# Canon printer question



## Sharkbait (Jul 13, 2004)

Okay, having a bit of an issue with my canon s9000 printer.  I refilled the ink cartridges on it, and now it's giving me a goofy color spectrum.  Could the ink from my stratitec refill kit be THAT far off of Canon's???  :?  Is there any way to calibrate the printer with the ink refills?


----------



## hobbes28 (Jul 13, 2004)

I've heard that you are not ever supposed to use refills for a photo printer.  I took that to heart and have never tried.


----------



## molested_cow (Jul 13, 2004)

Hmmm.... that's tricky. Usually the colors shouldn't be that far off.

If you want quality print, I will always suggest the manufacturer's ink.


----------



## mrsid99 (Jul 13, 2004)

Hi Shark,
 Please don't take this as a snide remark but have you checked that you've got the ink tanks in the right place? 
 It's not a tough thing to do with six ink tanks especially with a cyan and a photo cyan and a magenta and a photo magenta.
 I've a Canon S900 which is similar to yours (except yours has the wide carriage) and I know I've nearly mixed the tanks a couple of times.
 If that doesn't work try running the setup procedure from scratch.
 HTH.


----------



## Sharkbait (Jul 13, 2004)

mrsid99 said:
			
		

> Hi Shark,
> Please don't take this as a snide remark but have you checked that you've got the ink tanks in the right place?
> It's not a tough thing to do with six ink tanks especially with a cyan and a photo cyan and a magenta and a photo magenta.
> I've a Canon S900 which is similar to yours (except yours has the wide carriage) and I know I've nearly mixed the tanks a couple of times.
> ...



  That was the first thing I checked!!  Luckily, there's a little sticker on the carriage to tell me which tank goes where.  The thing seems to devour photo-cyan and photo-magenta, and all my prints are coming out with a greenish-bluish cast to them.  :|


----------



## mrsid99 (Jul 13, 2004)

In that case my guess is that the inks are slightly different so try running the initial setup again, you know the one where you have to run a print page and select the closest color etc.?


----------



## Sharkbait (Jul 13, 2004)

mrsid99 said:
			
		

> In that case my guess is that the inks are slightly different so try running the initial setup again, you know the one where you have to run a print page and select the closest color etc.?
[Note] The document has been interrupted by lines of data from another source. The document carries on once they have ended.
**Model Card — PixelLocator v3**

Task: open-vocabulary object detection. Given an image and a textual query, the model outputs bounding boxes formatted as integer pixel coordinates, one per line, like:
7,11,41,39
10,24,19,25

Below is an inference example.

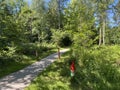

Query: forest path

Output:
0,49,68,90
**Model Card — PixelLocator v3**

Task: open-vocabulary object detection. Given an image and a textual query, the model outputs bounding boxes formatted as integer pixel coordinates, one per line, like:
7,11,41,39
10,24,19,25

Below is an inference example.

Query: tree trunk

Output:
58,48,60,59
99,27,102,46
103,20,105,45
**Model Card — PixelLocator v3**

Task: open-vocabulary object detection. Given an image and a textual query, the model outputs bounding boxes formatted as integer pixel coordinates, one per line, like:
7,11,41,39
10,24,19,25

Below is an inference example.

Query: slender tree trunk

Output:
58,47,60,59
103,20,105,45
99,27,102,46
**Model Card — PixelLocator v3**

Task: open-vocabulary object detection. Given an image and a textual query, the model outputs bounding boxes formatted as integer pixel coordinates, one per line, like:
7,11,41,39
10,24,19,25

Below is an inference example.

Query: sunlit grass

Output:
25,46,120,90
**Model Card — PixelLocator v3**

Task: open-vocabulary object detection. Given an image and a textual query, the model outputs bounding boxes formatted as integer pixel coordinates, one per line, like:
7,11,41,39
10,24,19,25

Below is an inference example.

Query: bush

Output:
52,30,72,47
69,46,120,90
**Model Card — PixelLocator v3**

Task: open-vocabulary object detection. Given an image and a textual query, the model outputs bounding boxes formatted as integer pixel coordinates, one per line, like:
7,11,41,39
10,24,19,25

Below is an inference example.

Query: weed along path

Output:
0,49,68,90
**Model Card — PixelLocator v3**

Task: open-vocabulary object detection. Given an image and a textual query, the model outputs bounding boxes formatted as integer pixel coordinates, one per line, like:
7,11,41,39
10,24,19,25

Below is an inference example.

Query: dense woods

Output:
0,0,120,90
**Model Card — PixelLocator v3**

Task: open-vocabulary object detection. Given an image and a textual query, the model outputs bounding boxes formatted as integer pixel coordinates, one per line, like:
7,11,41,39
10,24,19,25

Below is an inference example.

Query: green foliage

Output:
52,30,72,47
72,46,120,90
25,46,120,90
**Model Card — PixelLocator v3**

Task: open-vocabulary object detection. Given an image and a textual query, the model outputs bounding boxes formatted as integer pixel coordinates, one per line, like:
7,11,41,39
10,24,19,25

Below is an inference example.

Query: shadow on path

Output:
0,49,68,90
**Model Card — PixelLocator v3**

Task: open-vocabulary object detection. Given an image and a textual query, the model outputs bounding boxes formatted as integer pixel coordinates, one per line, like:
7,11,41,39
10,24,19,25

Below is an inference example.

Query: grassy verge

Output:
0,48,56,78
25,52,70,90
25,46,120,90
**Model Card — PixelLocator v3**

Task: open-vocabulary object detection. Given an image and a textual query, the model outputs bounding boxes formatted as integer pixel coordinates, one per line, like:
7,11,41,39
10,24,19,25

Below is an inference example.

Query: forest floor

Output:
0,49,68,90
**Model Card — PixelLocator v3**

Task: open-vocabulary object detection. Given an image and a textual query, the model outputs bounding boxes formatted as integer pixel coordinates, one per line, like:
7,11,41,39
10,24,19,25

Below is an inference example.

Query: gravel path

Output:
0,49,68,90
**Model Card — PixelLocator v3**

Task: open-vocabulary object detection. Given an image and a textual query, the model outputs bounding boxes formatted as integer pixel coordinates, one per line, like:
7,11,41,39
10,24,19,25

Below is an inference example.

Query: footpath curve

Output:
0,49,68,90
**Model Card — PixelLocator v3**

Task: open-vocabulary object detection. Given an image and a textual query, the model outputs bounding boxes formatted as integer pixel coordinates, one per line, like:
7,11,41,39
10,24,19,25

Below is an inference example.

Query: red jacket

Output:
70,62,75,72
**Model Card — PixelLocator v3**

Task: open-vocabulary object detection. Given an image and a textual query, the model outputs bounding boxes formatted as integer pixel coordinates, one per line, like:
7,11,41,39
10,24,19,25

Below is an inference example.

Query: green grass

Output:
25,46,120,90
0,48,56,78
25,53,70,90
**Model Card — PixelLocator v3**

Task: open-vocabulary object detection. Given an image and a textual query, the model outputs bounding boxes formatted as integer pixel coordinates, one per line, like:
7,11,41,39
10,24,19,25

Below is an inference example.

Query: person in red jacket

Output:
70,61,75,77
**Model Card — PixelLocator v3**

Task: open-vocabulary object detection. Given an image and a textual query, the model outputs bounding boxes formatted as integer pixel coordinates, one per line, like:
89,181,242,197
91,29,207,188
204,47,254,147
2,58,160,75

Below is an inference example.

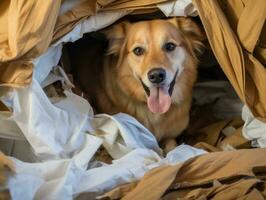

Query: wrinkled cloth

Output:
8,145,205,199
193,0,266,121
102,149,266,200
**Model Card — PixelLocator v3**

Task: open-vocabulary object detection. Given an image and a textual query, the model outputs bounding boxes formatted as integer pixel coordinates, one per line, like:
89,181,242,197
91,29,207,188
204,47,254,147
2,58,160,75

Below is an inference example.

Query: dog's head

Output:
103,18,203,113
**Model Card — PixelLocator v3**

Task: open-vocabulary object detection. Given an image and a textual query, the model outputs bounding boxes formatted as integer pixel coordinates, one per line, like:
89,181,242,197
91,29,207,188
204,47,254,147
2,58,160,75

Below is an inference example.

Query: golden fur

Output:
70,18,202,151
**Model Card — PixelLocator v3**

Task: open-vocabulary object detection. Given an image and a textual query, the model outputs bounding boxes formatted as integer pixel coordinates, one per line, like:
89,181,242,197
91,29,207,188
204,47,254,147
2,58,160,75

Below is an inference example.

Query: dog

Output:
70,17,204,151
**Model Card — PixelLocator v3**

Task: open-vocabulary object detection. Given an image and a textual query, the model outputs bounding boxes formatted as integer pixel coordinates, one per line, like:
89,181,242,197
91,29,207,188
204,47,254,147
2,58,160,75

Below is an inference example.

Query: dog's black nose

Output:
148,68,166,84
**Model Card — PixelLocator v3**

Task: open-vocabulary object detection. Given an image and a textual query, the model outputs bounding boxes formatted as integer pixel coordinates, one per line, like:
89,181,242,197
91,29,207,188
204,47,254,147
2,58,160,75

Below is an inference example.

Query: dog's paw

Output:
163,139,177,155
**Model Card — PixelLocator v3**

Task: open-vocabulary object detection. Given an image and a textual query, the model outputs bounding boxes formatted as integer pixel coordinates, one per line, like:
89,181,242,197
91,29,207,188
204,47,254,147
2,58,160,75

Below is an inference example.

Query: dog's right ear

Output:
102,21,130,55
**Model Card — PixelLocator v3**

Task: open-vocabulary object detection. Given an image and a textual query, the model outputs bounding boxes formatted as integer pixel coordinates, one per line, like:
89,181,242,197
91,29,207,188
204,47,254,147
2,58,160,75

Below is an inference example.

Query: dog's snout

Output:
148,68,166,84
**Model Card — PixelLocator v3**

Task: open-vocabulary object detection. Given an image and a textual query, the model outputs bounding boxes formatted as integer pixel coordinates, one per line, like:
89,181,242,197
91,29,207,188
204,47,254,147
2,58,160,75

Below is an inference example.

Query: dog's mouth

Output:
140,73,177,114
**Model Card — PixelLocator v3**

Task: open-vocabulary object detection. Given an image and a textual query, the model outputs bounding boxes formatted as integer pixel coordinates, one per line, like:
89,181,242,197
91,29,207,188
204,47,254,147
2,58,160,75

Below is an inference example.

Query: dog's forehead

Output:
128,20,180,43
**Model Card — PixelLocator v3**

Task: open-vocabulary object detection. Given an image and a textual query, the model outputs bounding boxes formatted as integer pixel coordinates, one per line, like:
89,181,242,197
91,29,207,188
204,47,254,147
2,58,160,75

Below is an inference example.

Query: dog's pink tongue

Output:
148,87,171,114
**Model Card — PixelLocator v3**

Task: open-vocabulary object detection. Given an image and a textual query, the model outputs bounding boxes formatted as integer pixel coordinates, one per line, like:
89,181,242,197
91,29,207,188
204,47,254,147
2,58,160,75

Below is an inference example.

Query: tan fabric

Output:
104,0,167,10
52,0,98,43
0,151,14,199
194,0,266,120
0,0,61,87
186,119,251,149
162,178,264,200
105,149,266,200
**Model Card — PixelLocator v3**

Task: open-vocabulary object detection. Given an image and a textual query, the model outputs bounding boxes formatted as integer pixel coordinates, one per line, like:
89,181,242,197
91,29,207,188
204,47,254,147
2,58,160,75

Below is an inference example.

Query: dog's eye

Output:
133,47,144,56
164,42,176,51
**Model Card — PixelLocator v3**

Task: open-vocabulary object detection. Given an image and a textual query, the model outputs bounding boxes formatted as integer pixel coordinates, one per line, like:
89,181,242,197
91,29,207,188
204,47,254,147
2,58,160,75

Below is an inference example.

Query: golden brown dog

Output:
70,18,203,150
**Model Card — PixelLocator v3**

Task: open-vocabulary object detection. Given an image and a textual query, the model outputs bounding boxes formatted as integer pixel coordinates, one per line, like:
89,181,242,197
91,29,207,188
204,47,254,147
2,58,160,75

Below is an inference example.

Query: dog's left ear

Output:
102,21,130,55
168,17,207,53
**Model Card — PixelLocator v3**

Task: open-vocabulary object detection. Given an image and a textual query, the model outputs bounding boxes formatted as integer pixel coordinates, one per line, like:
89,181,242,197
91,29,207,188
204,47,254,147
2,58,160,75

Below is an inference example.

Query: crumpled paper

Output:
242,105,266,148
0,1,209,199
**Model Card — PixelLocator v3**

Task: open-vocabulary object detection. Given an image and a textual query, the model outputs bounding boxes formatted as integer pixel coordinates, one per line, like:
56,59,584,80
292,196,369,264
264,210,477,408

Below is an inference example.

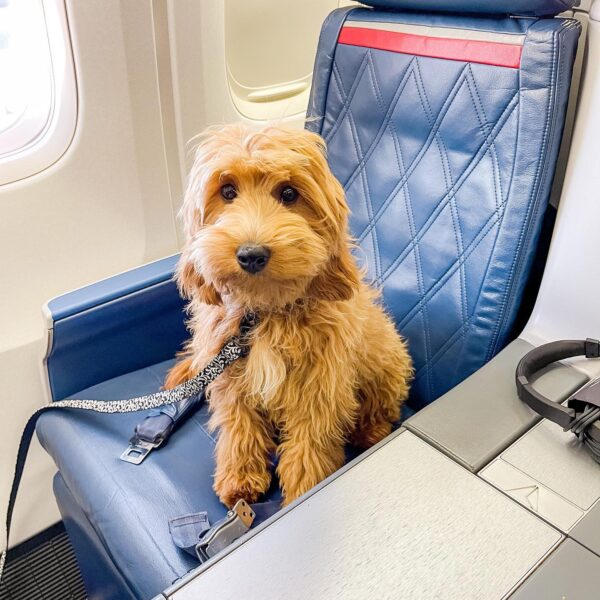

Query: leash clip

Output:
196,500,255,563
119,440,160,465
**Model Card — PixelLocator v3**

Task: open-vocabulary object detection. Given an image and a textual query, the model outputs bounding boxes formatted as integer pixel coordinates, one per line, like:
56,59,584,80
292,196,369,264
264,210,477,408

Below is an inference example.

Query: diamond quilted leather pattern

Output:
317,11,580,408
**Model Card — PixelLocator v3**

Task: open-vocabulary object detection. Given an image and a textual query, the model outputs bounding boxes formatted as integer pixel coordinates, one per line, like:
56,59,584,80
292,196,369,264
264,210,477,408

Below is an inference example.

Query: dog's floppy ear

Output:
307,250,360,300
175,251,223,305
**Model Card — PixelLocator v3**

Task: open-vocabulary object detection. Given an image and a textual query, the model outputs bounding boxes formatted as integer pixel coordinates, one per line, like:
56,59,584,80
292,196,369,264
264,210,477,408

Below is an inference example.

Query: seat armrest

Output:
404,338,587,473
43,255,189,400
Hmm I don't think it has a util like that.  I'll have to dig around...  I know I can manually control the ink concentrations, but there's no way to check it individually...


----------



## mrsid99 (Jul 13, 2004)

I just checked the manual and it's the printhead alignment utility I was thinking of.
 If that doesn't work then I guess it's new ink cartridges all around.


----------



## Sharkbait (Jul 14, 2004)

I've been running every combination of stuff I can find, and it's definitely the printer.  I printed a photo on my old lexmark, and it came out pretty close to what I see on the monitor.  I printed the photo (to the s9000) from photoshop, adobe album, and windows photo printing, and all come out with the same greenish/bluish tint, so yeah, I guess I'm shuckin out the bucks for new ink.  :-?  That sucks!


----------



## tr0gd0o0r (Jul 14, 2004)

Is it a consistent tint on every photo?  If so you might be able to adjust for it in photoshop before printing.  NOt an ideal solution, but it may save you some money


----------



## Sharkbait (Jul 14, 2004)

That's what I was thinking, as well.  The control panel for the printer driver has manual adjustments that allow the c-m-y to be changed.  The tint is very pronounced blue-cyan color, so I might try dropping that down some and see what happens. 

Here's an example:

* Original imagefile from photoshop*








*Scan of the print.  Printed on glossy photo paper through photoshop.*







As you can see, it's quite a noticeable shift...  ;-)  At first I thought I had some color profile set up wrong in photoshop, but this is consistent with anything that goes through the printer.  :?


----------



## Daniel (Jul 14, 2004)

It kinda looks as if the other colors are not printed, only cyan and black is in the picture. Can you check the other colors?


----------



## Sharkbait (Jul 14, 2004)

It's breathing at the moment...I'm running through some other settings in photoshop and it's looking better.  I've got the browns back into the newest prints.  Grrrr!!!


----------



## Sharkbait (Jul 14, 2004)

It was the inks.  I went out and got a new p-cyan and p-magenta today, and it works 1000% better!  :|


----------



## mrsid99 (Jul 14, 2004)

Glad you got it fixed without having to buy the whole set!
 For reference, I ordered a set (all 6) of replacement ink cartridges for my S900 today and supposedly they're guaranteed to be direct replacements for the Canon's.
 Well we'll see, I'll let you know how they work once I get them, at $22 for all six it's worth the gamble.


----------



## Sharkbait (Jul 14, 2004)

mrsid99 said:
			
		

> Glad you got it fixed without having to buy the whole set!
> For reference, I ordered a set (all 6) of replacement ink cartridges for my S900 today and supposedly they're guaranteed to be direct replacements for the Canon's.
> Well we'll see, I'll let you know how they work once I get them, at $22 for all six it's worth the gamble.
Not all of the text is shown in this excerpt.